05Which has better profit margins — CDTX or ACAD or AGIO?
ACADIA Pharmaceuticals Inc.
(ACAD) is the more profitable company, earning 36. 5% net margin versus -133. 2% for Cidara Therapeutics, Inc. — meaning it keeps 36. 5% of every revenue dollar as bottom-line profit. Operating margin tells a similar story: ACAD leads at 9. 8% versus -138. 1% for CDTX. At the gross margin level — before operating expenses — CDTX leads at 100. 0%, reflecting greater pricing power or product mix advantage. Stronger margins indicate durable pricing power, lower cost of revenue, or higher mix of software/services. They are one of the clearest signs of business quality.
06Is CDTX or ACAD or AGIO more undervalued right now?
Analyst consensus price targets imply the most upside for ACAD: 54.
1% to $34. 78.
07Which pays a better dividend — CDTX or ACAD or AGIO?
None of the stocks in this comparison currently pay a material dividend.
All are effectively zero-yield and should be held for capital appreciation rather than income.
08Is CDTX or ACAD or AGIO better for a retirement portfolio?
For long-horizon retirement investors, Cidara Therapeutics, Inc.
(CDTX) is the stronger choice — it scores higher on the combination of lower volatility, dividend reliability, and long-term compounding (low volatility (β 0. 87)). Both have compounded well over 10 years (CDTX: -16. 0%, ACAD: -22. 9%), confirming both are viable long-term holds — but the lower-volatility option typically results in less emotional selling during corrections. Retirement portfolios generally favour predictability over maximum returns. Consult a financial advisor before making allocation decisions.

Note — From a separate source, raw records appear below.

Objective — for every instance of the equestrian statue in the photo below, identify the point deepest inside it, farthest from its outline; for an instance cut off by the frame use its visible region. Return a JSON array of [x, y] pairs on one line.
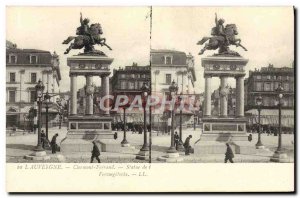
[[222, 37], [88, 36]]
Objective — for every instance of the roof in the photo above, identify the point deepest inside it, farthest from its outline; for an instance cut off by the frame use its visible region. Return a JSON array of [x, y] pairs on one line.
[[23, 56], [166, 51]]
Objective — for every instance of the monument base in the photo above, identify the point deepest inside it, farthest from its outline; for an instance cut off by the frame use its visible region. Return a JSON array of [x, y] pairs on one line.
[[219, 131], [83, 130], [280, 157], [170, 157], [39, 156], [142, 155]]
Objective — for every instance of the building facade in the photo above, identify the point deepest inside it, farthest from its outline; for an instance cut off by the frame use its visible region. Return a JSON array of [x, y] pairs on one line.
[[129, 81], [24, 67], [264, 83], [231, 102], [166, 66]]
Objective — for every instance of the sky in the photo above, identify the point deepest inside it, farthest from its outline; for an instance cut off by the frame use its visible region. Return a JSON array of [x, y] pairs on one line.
[[267, 33], [126, 29]]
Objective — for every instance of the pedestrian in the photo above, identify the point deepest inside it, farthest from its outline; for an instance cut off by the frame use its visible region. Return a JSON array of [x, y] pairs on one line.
[[34, 124], [53, 143], [169, 125], [95, 153], [250, 137], [176, 140], [229, 154], [187, 145], [43, 138], [268, 130]]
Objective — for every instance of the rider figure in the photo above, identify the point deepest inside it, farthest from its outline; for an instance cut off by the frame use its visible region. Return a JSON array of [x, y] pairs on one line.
[[85, 29], [220, 29]]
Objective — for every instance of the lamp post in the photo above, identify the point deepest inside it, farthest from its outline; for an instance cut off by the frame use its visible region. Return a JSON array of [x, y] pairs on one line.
[[279, 155], [259, 144], [47, 101], [172, 154], [144, 151], [180, 143], [39, 92], [39, 152], [124, 142]]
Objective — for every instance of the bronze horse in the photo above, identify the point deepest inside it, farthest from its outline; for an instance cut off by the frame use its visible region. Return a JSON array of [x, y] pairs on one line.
[[216, 42], [81, 41]]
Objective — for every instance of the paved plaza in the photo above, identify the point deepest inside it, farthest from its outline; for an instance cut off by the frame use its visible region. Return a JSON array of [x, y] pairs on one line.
[[19, 145]]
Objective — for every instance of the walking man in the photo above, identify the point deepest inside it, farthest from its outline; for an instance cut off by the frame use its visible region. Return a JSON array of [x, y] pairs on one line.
[[187, 145], [43, 138], [229, 154], [95, 153], [176, 140], [53, 143]]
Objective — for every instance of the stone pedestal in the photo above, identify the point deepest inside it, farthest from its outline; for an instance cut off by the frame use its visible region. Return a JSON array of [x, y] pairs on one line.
[[83, 129], [38, 156], [280, 157], [223, 129], [170, 157]]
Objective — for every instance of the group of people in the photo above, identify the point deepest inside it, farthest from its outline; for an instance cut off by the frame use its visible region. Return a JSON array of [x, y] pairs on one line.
[[52, 144], [229, 155]]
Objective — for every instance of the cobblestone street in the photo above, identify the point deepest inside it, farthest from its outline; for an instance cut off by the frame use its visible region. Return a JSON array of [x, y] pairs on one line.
[[19, 145]]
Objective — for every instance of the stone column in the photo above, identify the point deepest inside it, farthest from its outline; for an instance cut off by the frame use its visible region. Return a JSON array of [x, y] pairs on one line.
[[22, 72], [223, 97], [105, 91], [240, 96], [89, 96], [73, 94], [207, 101], [44, 77], [49, 82]]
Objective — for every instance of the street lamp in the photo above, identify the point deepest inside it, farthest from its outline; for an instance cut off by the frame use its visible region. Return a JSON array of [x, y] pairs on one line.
[[47, 101], [143, 154], [258, 101], [180, 143], [124, 142], [39, 92], [39, 152], [173, 91], [279, 155], [172, 154]]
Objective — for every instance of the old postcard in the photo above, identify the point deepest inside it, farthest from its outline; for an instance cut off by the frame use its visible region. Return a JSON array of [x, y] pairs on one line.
[[150, 99]]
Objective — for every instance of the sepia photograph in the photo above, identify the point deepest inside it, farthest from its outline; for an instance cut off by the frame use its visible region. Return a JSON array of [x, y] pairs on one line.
[[184, 86]]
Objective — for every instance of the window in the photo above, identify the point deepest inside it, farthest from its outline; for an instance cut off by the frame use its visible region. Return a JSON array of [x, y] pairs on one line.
[[267, 87], [32, 96], [33, 59], [168, 78], [267, 101], [141, 84], [168, 60], [12, 96], [12, 77], [123, 84], [286, 87], [12, 58], [258, 86], [130, 85], [33, 77]]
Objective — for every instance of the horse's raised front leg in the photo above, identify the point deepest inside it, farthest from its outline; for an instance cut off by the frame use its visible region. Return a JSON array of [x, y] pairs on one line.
[[203, 49], [69, 48]]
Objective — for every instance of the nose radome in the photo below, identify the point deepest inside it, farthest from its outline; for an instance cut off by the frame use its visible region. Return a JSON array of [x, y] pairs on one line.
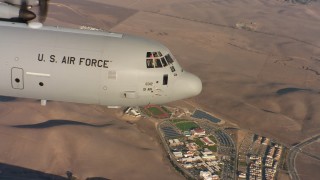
[[188, 85]]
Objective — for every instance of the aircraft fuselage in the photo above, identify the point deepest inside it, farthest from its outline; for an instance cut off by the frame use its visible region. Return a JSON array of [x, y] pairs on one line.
[[90, 67]]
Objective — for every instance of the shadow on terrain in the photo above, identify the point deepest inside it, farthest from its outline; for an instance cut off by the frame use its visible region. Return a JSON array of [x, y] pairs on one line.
[[54, 123], [290, 90], [10, 172], [97, 178], [6, 99]]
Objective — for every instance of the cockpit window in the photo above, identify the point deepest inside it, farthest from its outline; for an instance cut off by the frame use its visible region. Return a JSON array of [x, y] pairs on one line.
[[164, 62], [150, 63], [155, 54], [169, 59], [149, 54], [157, 60]]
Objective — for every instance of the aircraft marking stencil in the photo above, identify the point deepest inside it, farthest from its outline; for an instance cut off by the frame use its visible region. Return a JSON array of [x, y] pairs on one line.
[[91, 67]]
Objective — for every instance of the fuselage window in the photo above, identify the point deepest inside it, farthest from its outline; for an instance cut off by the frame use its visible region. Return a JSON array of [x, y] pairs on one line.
[[172, 69], [169, 59], [164, 62], [158, 63], [150, 63]]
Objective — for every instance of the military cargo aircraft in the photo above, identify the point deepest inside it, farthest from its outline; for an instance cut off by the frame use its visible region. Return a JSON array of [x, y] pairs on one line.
[[91, 67]]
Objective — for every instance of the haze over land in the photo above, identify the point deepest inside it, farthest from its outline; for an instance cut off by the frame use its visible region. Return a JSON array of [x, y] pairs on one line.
[[258, 60]]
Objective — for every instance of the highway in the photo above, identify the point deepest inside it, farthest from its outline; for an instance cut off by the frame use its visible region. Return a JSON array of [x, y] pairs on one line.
[[294, 150]]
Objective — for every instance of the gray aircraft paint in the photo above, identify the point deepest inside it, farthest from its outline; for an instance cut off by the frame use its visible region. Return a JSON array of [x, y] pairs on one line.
[[53, 63]]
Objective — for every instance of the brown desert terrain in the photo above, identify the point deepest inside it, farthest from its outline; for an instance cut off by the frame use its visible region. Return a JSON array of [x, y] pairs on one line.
[[258, 60]]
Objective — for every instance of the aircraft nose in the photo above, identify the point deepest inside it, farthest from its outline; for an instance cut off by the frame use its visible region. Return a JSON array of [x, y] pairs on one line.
[[188, 85]]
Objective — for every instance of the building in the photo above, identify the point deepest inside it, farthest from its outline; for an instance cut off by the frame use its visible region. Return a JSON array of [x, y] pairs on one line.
[[198, 132], [207, 141]]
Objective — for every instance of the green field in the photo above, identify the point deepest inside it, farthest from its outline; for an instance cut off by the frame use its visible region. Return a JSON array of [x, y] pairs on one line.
[[186, 125]]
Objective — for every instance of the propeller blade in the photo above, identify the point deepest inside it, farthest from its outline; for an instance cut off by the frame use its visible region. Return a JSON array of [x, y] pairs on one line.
[[43, 10]]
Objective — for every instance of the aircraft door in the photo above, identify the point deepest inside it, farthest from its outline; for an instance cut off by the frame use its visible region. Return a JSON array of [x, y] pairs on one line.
[[17, 79]]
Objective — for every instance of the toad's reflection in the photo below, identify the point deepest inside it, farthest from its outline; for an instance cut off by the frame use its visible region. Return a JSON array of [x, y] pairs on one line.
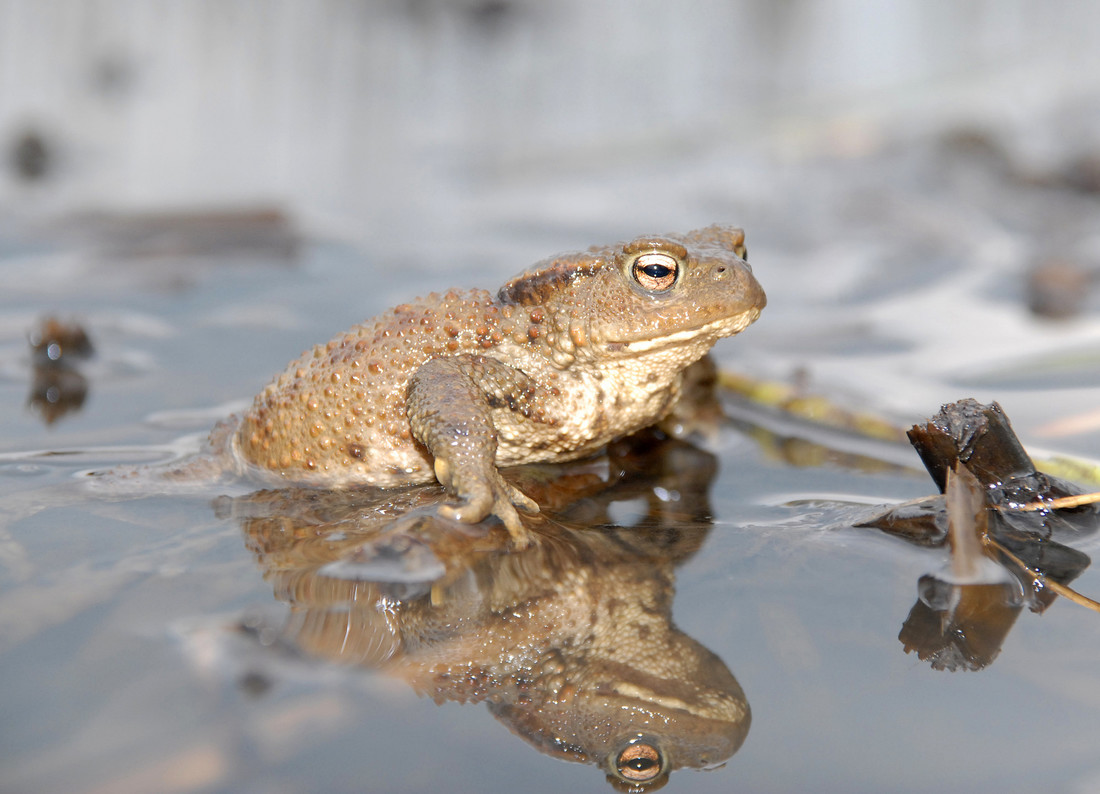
[[570, 643]]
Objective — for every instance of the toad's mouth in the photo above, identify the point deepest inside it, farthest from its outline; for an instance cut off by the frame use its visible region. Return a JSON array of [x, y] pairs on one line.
[[716, 329]]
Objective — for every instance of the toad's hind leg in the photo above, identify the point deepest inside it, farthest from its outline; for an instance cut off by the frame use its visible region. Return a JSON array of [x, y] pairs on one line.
[[449, 405]]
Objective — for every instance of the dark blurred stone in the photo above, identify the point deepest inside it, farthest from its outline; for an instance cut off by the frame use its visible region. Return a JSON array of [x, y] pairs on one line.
[[31, 156]]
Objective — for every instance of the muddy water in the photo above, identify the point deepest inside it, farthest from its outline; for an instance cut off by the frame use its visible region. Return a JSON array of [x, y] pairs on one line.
[[712, 602]]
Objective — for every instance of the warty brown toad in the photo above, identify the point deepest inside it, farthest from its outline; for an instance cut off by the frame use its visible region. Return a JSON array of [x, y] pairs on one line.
[[582, 349]]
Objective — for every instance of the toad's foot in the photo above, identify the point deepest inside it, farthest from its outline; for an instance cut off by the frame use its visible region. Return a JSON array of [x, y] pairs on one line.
[[484, 495]]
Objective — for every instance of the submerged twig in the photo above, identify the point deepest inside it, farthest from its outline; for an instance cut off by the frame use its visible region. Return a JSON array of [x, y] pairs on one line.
[[1062, 590], [1063, 503]]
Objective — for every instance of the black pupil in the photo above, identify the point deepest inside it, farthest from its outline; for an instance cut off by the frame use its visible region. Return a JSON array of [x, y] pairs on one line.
[[657, 271]]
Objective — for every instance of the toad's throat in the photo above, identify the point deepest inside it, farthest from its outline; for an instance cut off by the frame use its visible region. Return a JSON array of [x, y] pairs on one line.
[[715, 330]]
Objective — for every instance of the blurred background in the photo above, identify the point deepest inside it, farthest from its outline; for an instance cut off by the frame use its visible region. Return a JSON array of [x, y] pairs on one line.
[[377, 118]]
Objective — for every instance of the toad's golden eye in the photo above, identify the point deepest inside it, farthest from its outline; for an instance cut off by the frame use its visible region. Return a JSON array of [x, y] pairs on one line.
[[655, 272], [639, 762]]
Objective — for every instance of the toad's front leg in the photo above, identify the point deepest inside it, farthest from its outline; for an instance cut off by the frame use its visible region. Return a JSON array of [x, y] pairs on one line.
[[449, 405]]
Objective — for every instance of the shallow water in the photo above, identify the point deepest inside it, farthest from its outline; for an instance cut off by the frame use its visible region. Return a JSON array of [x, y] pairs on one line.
[[204, 641]]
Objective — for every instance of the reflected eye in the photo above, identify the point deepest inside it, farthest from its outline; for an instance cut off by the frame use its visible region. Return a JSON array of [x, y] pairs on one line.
[[655, 272], [639, 762]]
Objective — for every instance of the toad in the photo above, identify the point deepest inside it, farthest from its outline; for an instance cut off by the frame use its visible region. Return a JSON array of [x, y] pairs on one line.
[[580, 350]]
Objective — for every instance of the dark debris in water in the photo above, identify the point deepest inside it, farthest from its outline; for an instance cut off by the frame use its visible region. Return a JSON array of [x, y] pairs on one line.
[[57, 386], [960, 619]]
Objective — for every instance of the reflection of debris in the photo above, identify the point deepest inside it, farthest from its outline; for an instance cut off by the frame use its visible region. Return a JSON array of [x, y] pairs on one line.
[[986, 475], [1057, 289], [57, 388], [31, 156]]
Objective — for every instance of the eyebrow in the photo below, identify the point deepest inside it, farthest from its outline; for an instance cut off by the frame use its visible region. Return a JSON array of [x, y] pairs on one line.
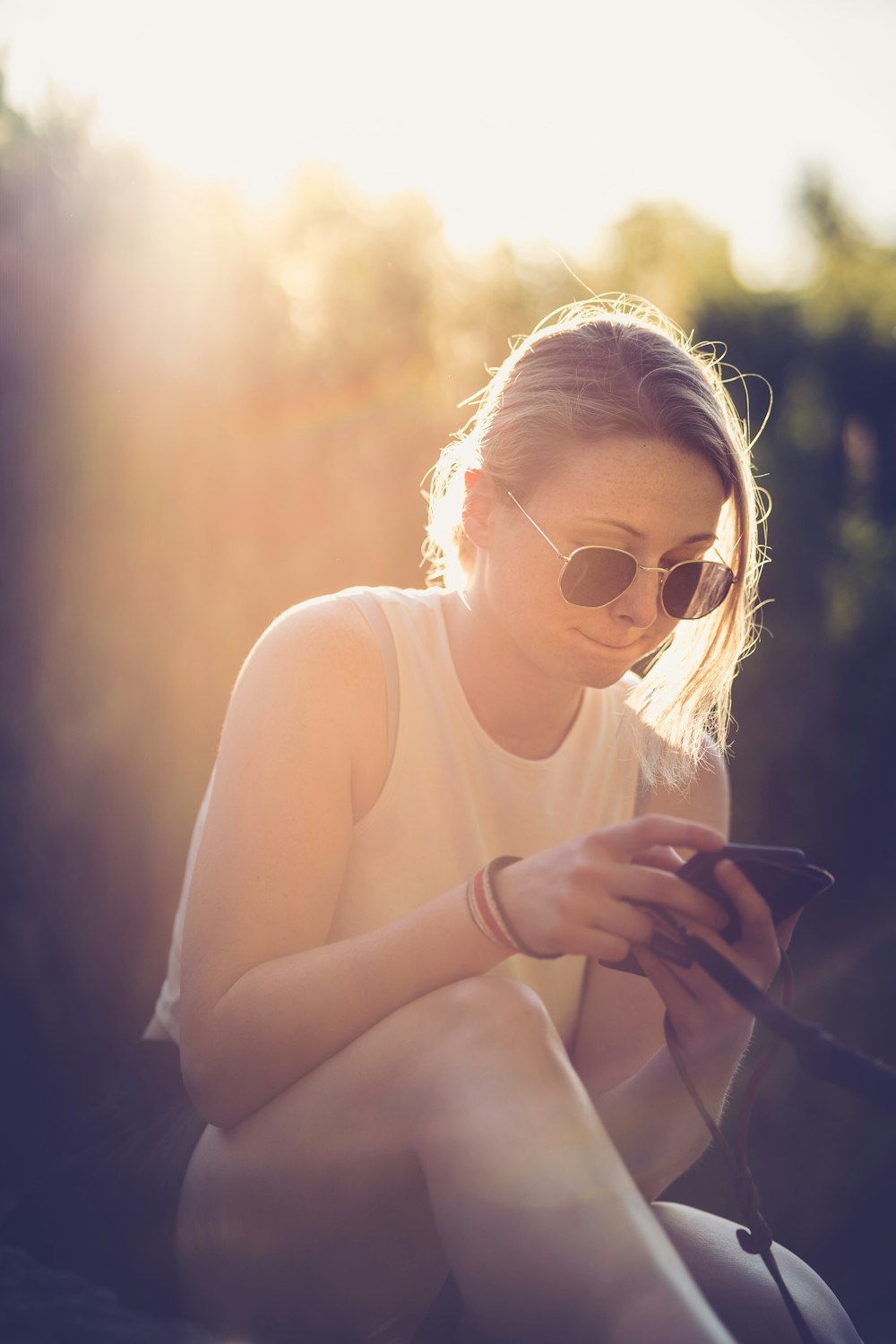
[[633, 531]]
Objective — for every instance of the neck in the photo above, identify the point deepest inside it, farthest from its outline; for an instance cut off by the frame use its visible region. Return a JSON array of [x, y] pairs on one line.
[[520, 709]]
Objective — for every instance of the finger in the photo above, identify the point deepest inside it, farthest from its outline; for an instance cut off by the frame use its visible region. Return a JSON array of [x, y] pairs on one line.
[[659, 857], [755, 917], [785, 929], [667, 980], [654, 828], [668, 890], [597, 943]]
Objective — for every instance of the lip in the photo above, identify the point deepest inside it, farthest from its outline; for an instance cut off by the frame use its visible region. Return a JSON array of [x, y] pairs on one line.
[[613, 648]]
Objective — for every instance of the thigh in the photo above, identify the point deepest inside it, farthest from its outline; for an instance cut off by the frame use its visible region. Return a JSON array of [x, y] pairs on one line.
[[740, 1289], [314, 1210]]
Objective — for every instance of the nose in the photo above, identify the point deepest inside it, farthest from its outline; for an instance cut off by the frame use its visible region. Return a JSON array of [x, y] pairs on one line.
[[640, 604]]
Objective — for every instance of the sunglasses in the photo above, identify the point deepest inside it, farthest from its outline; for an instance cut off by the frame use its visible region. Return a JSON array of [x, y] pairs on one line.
[[595, 575]]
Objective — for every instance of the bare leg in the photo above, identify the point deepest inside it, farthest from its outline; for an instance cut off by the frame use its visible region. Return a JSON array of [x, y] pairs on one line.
[[740, 1289], [454, 1133]]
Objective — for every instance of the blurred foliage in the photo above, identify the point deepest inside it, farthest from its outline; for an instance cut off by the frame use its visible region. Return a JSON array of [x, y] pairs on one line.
[[204, 419]]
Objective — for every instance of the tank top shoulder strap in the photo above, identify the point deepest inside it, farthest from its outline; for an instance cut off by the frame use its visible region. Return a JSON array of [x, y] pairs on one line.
[[375, 617]]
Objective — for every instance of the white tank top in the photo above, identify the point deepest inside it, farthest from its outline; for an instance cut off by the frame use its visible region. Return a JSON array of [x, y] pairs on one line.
[[454, 798]]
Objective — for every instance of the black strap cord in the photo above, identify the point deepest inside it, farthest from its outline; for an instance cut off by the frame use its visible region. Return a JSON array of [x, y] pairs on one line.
[[818, 1053], [756, 1236]]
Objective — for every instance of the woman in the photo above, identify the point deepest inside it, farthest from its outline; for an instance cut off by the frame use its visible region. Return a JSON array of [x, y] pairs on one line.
[[413, 1055]]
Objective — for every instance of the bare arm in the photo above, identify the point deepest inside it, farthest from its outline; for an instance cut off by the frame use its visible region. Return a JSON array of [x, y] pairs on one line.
[[619, 1047], [263, 997]]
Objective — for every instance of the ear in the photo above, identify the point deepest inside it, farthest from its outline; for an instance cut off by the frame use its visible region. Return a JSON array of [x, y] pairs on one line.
[[479, 499]]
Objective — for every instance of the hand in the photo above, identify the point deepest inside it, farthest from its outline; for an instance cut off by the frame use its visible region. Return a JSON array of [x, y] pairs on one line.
[[704, 1016], [575, 898]]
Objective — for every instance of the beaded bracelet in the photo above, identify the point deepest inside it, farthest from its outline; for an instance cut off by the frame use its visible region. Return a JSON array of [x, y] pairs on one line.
[[490, 917]]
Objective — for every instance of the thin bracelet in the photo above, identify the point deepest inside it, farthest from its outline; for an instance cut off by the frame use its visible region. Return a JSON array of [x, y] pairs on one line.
[[497, 906], [482, 918]]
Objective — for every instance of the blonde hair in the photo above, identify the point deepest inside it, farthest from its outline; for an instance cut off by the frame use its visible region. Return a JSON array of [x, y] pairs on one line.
[[616, 365]]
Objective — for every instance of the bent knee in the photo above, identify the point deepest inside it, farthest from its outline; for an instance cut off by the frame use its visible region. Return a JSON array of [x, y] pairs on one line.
[[489, 1012], [739, 1287]]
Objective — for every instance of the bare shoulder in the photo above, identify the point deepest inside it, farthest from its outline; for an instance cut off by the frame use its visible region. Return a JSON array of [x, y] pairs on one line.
[[705, 798], [314, 680], [303, 723]]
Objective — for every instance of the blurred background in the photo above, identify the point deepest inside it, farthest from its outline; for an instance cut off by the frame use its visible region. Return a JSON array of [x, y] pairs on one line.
[[252, 260]]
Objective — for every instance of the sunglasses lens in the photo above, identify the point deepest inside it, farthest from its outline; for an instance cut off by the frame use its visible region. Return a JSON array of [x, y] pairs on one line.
[[597, 574], [696, 589]]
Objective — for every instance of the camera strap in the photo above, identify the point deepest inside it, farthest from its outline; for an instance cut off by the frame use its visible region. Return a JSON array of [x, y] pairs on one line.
[[756, 1236], [820, 1054]]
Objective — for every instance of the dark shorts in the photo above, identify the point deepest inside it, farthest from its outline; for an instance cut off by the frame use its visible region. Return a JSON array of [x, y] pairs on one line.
[[107, 1209]]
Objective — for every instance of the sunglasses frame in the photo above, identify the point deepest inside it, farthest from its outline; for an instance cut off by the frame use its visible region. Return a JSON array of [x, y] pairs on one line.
[[648, 569]]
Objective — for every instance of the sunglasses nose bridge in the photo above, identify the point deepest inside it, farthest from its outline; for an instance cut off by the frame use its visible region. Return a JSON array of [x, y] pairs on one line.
[[656, 591]]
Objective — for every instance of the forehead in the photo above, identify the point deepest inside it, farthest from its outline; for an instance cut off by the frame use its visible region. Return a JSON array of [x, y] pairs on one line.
[[649, 484]]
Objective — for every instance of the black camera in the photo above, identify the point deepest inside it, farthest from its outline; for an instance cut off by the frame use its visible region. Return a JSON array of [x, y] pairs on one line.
[[782, 876]]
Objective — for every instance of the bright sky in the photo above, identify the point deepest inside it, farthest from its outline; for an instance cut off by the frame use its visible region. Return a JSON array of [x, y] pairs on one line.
[[532, 121]]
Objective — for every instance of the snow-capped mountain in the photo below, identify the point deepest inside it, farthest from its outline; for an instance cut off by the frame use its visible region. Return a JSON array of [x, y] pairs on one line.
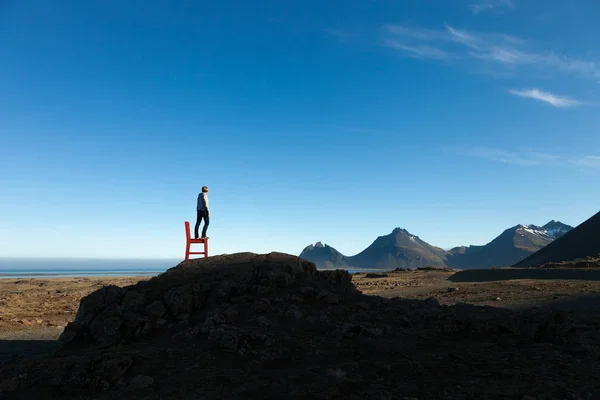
[[403, 249], [556, 229]]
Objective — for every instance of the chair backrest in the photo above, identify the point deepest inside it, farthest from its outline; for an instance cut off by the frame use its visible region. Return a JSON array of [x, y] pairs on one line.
[[187, 230]]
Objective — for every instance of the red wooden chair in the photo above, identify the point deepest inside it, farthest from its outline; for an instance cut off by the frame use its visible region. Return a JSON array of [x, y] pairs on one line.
[[189, 241]]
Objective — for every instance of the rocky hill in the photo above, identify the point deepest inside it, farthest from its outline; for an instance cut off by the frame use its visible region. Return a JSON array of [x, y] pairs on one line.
[[581, 242], [247, 326]]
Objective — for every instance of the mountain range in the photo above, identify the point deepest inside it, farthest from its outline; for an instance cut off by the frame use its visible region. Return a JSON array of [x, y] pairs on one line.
[[401, 249], [581, 242]]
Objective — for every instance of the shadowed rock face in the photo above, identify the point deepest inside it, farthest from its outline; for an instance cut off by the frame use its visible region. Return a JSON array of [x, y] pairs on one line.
[[271, 326], [581, 242]]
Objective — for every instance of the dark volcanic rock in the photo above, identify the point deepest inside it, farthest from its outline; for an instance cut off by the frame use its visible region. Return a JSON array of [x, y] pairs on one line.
[[249, 326]]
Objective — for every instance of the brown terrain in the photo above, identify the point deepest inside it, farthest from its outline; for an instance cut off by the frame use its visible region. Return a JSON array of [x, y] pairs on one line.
[[271, 326]]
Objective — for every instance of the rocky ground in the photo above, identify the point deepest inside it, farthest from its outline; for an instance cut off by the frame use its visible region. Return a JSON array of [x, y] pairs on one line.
[[271, 326]]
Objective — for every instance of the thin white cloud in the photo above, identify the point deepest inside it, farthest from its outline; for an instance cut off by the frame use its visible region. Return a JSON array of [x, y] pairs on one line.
[[491, 5], [506, 157], [494, 49], [589, 161], [526, 158], [419, 51], [547, 97]]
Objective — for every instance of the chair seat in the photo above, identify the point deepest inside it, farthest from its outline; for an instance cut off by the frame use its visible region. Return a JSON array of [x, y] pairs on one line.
[[189, 241]]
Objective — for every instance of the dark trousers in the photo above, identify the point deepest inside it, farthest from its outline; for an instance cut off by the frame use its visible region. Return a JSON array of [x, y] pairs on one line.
[[199, 217]]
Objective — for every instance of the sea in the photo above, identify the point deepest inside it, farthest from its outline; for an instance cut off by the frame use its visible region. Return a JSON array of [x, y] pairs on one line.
[[24, 268]]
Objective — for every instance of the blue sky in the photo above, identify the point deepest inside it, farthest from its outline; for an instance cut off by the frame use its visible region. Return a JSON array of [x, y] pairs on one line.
[[308, 120]]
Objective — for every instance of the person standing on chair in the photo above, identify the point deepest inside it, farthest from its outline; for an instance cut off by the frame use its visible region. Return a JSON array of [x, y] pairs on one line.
[[203, 212]]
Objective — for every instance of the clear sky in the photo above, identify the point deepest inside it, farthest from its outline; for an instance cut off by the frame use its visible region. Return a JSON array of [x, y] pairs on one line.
[[308, 120]]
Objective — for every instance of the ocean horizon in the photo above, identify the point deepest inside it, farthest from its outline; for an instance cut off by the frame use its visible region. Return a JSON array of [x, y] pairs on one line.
[[23, 268]]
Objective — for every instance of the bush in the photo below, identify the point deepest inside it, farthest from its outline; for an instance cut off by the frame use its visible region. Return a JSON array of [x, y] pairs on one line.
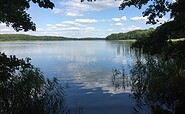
[[24, 89]]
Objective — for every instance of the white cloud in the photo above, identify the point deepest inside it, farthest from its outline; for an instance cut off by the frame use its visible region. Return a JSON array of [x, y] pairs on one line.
[[116, 19], [138, 18], [57, 10], [77, 8], [5, 30], [73, 14], [86, 21], [124, 18], [119, 24]]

09What are the main differences between CDTX and ACAD and AGIO?
Both stocks operate in the Healthcare sector, making this a peer-level intra-sector comparison — the same macro tailwinds and headwinds will affect both.
In terms of investment character: CDTX is a small-cap quality compounder stock; ACAD is a small-cap deep-value stock; AGIO is a small-cap high-growth stock. These fundamental differences mean investors should not choose between them on a single metric — the "better stock" depends entirely on which of these characteristics aligns with your investment strategy.